The reason for this is that Qt uses the organization name in some places to 
determine data store paths (e.g. cache location). The reasons why we want to 
use XDG are described in some places in the FAQ already, most notably the fact 
that the system will eventually be able to backup, restore, measure (as in 
space usage) and cleanup application data. If the organization name is set 
manually, some of these QStandardPaths locations will not appear in the right 
place of the XDG hierarchy (with our added $APPNAME requirement).

>> Anyway, this took a while for me to find out and it is not mentioned in
>> the harbour FAQ, might be good to add it.

Sure, it can be added; it basically boils down to “don’t set the organization 
name, application name or organization domain", as these are set by 
libsailfishapp (and if not using libsailfishapp, all three of them should be 
set to $APPNAME). Would that work for you as a FAQ entry?

> This sounds to me like yet another example of the consequences of moving from 
> the reverse FQDN to the 'harbour-*' prefix.
> 
> I have ranted about this decision before; it really seemed like a rushed 
> "let's ship this" decision which ends up biting you in your behind on so many 
> unforeseen areas. People are talking about banning apps with 'harbour-*' 
> prefix, and the original issue that it's a "first to the mill" approach.

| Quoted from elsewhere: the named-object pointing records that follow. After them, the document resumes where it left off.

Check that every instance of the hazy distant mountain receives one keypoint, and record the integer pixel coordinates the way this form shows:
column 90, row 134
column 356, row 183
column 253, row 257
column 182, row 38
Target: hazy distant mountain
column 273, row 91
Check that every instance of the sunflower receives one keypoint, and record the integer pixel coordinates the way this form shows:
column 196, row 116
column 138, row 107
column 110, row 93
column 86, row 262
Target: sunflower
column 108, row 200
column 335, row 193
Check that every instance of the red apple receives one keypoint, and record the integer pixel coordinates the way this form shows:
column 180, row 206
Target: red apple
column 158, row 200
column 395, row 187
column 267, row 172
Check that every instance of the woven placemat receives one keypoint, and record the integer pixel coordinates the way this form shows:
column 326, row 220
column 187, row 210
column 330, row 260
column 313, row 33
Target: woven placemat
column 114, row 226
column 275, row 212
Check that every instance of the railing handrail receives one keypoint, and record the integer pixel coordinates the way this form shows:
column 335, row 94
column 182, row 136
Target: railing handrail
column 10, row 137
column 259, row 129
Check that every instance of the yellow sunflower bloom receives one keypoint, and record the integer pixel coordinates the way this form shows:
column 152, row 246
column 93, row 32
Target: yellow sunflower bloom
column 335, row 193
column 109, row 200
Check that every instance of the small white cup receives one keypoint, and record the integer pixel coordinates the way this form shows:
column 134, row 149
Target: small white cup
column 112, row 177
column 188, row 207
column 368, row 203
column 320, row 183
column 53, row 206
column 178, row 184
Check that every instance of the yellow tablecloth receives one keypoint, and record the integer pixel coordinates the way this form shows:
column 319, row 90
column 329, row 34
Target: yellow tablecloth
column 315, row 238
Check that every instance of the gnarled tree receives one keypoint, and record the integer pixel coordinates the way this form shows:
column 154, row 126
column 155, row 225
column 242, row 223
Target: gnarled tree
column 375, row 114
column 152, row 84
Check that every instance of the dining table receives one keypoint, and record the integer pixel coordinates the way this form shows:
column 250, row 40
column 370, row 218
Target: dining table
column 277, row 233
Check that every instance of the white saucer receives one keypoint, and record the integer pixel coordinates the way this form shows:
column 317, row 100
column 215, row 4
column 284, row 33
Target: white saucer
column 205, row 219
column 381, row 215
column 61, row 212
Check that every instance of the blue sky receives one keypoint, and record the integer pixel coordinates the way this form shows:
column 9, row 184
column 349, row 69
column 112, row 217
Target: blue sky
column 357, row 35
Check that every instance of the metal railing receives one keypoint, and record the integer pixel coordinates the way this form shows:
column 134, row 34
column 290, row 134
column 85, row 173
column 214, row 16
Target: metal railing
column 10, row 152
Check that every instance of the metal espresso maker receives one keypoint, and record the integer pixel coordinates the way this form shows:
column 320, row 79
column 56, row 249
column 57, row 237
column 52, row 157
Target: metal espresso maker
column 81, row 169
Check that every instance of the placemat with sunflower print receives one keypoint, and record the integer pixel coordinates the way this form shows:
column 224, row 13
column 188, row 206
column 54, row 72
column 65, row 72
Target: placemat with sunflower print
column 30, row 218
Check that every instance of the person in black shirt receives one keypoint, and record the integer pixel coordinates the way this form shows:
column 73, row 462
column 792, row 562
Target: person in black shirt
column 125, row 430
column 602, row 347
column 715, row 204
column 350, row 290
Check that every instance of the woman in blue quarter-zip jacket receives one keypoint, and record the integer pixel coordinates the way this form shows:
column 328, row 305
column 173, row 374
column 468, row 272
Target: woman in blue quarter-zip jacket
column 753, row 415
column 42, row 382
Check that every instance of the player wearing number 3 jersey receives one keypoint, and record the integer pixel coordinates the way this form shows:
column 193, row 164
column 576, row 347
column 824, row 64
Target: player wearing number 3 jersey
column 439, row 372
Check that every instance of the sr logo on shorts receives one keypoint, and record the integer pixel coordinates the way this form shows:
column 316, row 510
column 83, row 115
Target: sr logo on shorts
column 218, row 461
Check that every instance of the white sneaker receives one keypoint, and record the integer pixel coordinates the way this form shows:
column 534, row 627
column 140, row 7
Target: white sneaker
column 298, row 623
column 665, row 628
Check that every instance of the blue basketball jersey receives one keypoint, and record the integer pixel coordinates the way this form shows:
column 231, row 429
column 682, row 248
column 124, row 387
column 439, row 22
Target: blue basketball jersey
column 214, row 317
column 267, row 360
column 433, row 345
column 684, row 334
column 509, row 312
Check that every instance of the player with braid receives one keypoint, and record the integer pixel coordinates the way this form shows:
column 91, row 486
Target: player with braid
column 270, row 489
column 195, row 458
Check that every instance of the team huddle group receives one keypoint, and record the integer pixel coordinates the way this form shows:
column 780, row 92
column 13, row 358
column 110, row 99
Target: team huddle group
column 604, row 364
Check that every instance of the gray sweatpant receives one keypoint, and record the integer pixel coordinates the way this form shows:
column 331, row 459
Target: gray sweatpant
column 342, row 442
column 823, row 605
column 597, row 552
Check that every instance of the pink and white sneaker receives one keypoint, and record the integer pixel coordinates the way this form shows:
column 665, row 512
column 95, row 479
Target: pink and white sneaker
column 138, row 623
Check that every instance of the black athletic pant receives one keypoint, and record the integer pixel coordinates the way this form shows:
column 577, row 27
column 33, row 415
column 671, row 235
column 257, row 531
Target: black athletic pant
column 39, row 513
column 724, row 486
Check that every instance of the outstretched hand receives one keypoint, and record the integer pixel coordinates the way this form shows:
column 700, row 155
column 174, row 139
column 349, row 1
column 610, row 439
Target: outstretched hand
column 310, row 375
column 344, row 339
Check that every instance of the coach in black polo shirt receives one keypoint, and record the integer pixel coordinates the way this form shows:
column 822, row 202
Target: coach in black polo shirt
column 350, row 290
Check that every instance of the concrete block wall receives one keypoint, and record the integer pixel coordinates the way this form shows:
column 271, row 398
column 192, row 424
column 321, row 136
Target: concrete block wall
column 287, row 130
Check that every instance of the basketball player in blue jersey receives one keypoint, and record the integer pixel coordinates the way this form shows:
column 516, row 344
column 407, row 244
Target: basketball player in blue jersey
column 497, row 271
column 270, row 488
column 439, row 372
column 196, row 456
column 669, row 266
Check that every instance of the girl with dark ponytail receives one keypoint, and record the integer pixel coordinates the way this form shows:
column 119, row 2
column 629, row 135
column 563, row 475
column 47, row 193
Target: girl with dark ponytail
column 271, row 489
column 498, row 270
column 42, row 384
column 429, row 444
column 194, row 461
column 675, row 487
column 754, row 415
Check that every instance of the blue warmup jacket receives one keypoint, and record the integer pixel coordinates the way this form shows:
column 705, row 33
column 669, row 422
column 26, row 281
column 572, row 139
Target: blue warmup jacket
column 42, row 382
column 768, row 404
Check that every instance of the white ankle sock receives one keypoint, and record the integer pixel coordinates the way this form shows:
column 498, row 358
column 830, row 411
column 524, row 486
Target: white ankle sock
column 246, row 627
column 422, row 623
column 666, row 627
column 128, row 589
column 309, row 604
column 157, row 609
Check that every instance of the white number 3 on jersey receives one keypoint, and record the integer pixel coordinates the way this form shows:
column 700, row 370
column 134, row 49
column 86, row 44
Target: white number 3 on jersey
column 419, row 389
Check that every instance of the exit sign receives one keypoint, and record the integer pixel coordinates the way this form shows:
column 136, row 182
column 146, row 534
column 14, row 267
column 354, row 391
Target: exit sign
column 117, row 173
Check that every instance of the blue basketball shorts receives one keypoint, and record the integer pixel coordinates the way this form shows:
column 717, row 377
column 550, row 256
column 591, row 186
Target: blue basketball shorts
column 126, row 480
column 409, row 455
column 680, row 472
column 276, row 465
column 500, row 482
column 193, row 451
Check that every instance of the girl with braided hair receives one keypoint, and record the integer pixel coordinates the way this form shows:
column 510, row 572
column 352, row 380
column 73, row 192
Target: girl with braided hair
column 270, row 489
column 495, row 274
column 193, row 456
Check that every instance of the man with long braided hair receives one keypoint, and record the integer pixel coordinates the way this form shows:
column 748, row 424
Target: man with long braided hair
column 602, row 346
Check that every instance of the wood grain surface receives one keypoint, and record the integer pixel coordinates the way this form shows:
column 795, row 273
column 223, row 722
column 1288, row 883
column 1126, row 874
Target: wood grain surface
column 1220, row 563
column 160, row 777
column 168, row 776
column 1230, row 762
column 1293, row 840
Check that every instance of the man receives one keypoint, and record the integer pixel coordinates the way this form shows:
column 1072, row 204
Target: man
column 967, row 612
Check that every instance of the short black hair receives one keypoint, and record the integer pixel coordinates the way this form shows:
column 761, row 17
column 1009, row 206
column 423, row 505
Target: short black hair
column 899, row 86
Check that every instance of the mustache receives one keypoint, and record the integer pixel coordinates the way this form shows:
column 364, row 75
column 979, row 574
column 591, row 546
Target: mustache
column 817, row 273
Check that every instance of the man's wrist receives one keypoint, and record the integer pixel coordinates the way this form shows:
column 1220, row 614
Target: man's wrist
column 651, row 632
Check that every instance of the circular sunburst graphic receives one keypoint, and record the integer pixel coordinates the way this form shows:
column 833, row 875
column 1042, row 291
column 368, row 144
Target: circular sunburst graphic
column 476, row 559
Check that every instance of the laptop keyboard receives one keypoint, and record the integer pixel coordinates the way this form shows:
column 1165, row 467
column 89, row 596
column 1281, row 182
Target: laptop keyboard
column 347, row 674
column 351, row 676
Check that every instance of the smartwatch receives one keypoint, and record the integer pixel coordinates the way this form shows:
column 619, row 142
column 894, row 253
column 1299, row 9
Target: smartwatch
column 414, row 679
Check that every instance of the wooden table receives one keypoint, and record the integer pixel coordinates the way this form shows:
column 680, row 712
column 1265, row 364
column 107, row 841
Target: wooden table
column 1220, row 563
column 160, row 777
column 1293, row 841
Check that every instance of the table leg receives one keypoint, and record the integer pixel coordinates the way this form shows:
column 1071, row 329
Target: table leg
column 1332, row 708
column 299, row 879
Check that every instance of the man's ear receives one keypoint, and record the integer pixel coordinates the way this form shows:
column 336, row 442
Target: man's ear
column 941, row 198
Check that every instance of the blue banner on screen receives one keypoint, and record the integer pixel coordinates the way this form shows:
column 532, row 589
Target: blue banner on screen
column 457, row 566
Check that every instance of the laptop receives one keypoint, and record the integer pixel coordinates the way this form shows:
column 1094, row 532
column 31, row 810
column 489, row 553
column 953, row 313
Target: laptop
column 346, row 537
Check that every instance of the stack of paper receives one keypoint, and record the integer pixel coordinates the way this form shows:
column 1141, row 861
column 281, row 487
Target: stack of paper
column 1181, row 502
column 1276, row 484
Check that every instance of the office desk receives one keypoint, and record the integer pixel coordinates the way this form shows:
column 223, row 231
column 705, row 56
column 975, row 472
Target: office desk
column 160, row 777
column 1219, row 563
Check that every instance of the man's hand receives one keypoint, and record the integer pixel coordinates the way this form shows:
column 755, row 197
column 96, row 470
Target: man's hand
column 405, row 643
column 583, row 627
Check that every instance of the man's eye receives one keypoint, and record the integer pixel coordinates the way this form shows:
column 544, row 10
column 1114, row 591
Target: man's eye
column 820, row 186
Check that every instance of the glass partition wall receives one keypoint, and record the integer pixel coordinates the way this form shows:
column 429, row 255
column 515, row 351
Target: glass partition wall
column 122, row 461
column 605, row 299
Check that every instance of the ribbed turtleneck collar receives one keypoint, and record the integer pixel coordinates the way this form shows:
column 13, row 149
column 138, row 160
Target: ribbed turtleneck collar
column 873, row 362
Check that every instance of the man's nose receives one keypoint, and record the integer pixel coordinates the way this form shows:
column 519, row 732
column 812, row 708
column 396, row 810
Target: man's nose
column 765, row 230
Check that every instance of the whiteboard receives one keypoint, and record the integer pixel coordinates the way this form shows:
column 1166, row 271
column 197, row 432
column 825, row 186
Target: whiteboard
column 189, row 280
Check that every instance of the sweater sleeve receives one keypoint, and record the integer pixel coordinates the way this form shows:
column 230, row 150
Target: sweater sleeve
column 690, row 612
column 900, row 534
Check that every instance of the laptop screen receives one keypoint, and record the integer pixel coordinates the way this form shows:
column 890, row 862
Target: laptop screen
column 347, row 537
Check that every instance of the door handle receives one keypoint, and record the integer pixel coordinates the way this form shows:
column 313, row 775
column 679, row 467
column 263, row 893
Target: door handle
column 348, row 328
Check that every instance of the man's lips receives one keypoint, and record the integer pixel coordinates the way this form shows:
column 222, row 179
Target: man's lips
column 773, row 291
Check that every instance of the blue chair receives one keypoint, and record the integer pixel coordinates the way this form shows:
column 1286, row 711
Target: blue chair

It doesn’t really have anything to do with “harbour-“ vs. FQDN; even if we were 
using reverse-FQDNs, the organization name would still have to be set to that 
$APPNAME. I personally would have bikeshedded for FQDNs (and initially had the 
same concerns about the harbour- prefix), but that doesn’t work because Qt 
Creator doesn’t allow dots in project names:

https://qt.gitorious.org/qt-creator/qt-creator/source/c9f2ca836886fda40c2508e82f6580487b35f314:src/libs/utils/projectnamevalidatinglineedit.cpp#L46

To quote directly from there:

    // We don't want dots in the directory name for some legacy Windows
    // reason. Since we are cross-platform, we generally disallow it.

So yeah, the 1990s called and want their directory name restrictions back - and 
that is the reason why a non-dotted naming scheme was chosen, and a prefix used 
for namespacing instead (having a separate RPMDB for third party apps or a 
separate package system would of course also be a possibility, but you can’t 
just pull that out of thin air, so of course time pressure was also a factor 
there).

In the end, I’m now very content with the “harbour-“ prefix, it lets you 
immediately spot third party app data in your $HOME by “find”ing harbour-* 
directories, and on the command line, typing harbour-<tab> lists all third 
party apps, plus “rpm -qa | grep ^harbour-“ lists all installed third party 
RPMs, grep for “harbour-“ in the process list, etc, etc… (this wouldn’t have 
been possible in such a convenient way with FQDNs).